Friday, November 14, 2008

Because I Said So

The media is kind of starting to drive me crazy. No, I'm not talking about their continued focus on Sarah Palin. I'm referring to the way they just accept what people tell them about education without actually analyzing it at all. Case in point is this article from yesterday's New York Times headlined: Most City High Schools Improved This Year.

At first that seems like a pretty okay headline. It's nice to see some positive news about education once in a whole too, so what could be the problem?

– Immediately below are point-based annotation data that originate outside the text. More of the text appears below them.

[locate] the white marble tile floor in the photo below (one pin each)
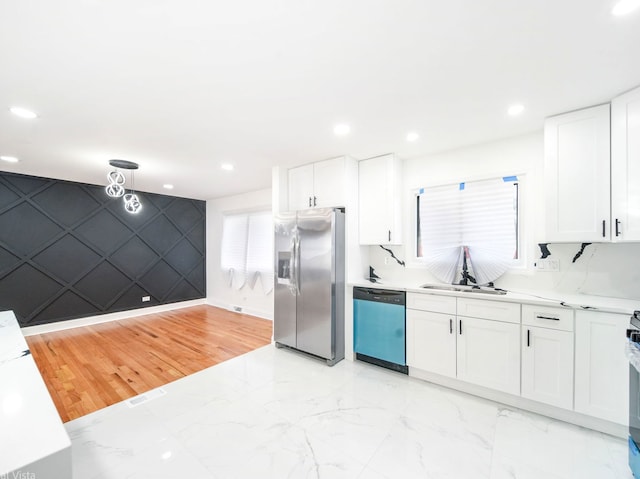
(275, 413)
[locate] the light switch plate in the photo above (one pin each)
(548, 264)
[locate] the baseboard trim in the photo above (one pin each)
(249, 311)
(105, 318)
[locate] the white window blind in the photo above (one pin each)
(247, 250)
(478, 219)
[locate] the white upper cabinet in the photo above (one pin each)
(380, 201)
(317, 185)
(577, 176)
(625, 166)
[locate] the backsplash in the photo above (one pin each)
(604, 269)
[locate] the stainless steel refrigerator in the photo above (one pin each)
(309, 282)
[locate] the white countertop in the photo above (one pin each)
(30, 427)
(547, 298)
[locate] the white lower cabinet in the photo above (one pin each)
(602, 369)
(547, 355)
(569, 359)
(488, 353)
(547, 366)
(431, 342)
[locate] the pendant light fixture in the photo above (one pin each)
(116, 188)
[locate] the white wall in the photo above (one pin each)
(219, 293)
(604, 269)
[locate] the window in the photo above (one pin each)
(469, 231)
(247, 250)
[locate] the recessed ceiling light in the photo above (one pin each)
(23, 112)
(341, 129)
(624, 7)
(515, 110)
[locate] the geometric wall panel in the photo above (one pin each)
(67, 250)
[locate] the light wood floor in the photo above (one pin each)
(89, 368)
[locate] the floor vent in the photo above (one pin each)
(146, 397)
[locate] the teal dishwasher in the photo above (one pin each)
(379, 331)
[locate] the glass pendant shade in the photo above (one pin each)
(115, 188)
(132, 203)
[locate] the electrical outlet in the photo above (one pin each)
(548, 264)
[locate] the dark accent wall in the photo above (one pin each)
(68, 251)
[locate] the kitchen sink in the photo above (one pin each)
(464, 288)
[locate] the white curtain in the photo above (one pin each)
(247, 250)
(234, 249)
(260, 251)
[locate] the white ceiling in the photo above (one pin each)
(181, 86)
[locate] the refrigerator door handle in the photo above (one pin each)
(298, 282)
(295, 265)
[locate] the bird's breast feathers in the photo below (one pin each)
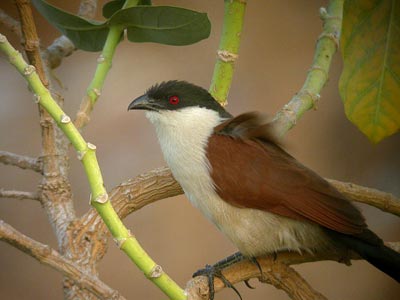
(183, 137)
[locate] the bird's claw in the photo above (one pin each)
(210, 272)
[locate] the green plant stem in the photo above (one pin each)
(228, 49)
(87, 154)
(326, 47)
(104, 63)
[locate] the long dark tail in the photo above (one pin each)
(370, 247)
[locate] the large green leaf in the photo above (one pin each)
(163, 24)
(88, 35)
(370, 81)
(158, 24)
(113, 6)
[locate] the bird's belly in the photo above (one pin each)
(255, 232)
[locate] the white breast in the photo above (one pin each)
(183, 136)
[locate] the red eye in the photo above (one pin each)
(174, 100)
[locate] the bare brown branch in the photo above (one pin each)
(18, 195)
(10, 23)
(30, 38)
(50, 257)
(21, 161)
(276, 271)
(382, 200)
(159, 184)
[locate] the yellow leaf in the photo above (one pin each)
(370, 81)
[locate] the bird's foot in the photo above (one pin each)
(216, 271)
(211, 272)
(254, 261)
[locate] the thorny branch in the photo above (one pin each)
(275, 272)
(50, 257)
(10, 23)
(382, 200)
(159, 184)
(62, 46)
(21, 161)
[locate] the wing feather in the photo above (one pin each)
(251, 170)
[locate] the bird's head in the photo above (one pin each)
(174, 96)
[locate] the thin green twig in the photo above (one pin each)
(228, 50)
(87, 154)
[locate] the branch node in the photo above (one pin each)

Well, anyone who reads into the article at all would see that the way we know the schools have improved is because the DOE is telling us they did through their progress report system. Never mind that they progress reports have really been pretty well discredited as giving more significance to statistical noise than actual achievement. Just look at the results. 83% of high schools earned an A or a B on the progress report. Despite the fact that nearly all of the schools are abovev average, the city still has a graduation rate below 50%. But the DOE says they're improving. It says so right on the progress reports.

I have a little problem with the way the DOE continually massages data to show what a great job they're doing. I have a big problem when the press just buys it. Would we believe it if George W. Bush gave himself an A or B on his job performance? Would we buy it if it came from AIG? So why does the Times give it an uncritical headline just because it comes from the schools?

Also, the second paragraph of the story says, "Chancellor Joel I. Klein, who has made accountability a cornerstone of his reform efforts ..." I love that sentence because it sounds like it came right out of the DOE press release. It's full of educational unspeak. I've already written about the phony accountability that the DOE supposedly accomplishes through high stakes tests. And reform is a great word because it always sounds positive. Is there even such a thing as negative reform? So we have a "reformer" pushing "accountability" and that has caused the high schools to "improve."

Words matter, people! Let's not buy into the hype just because Joel Klein says to.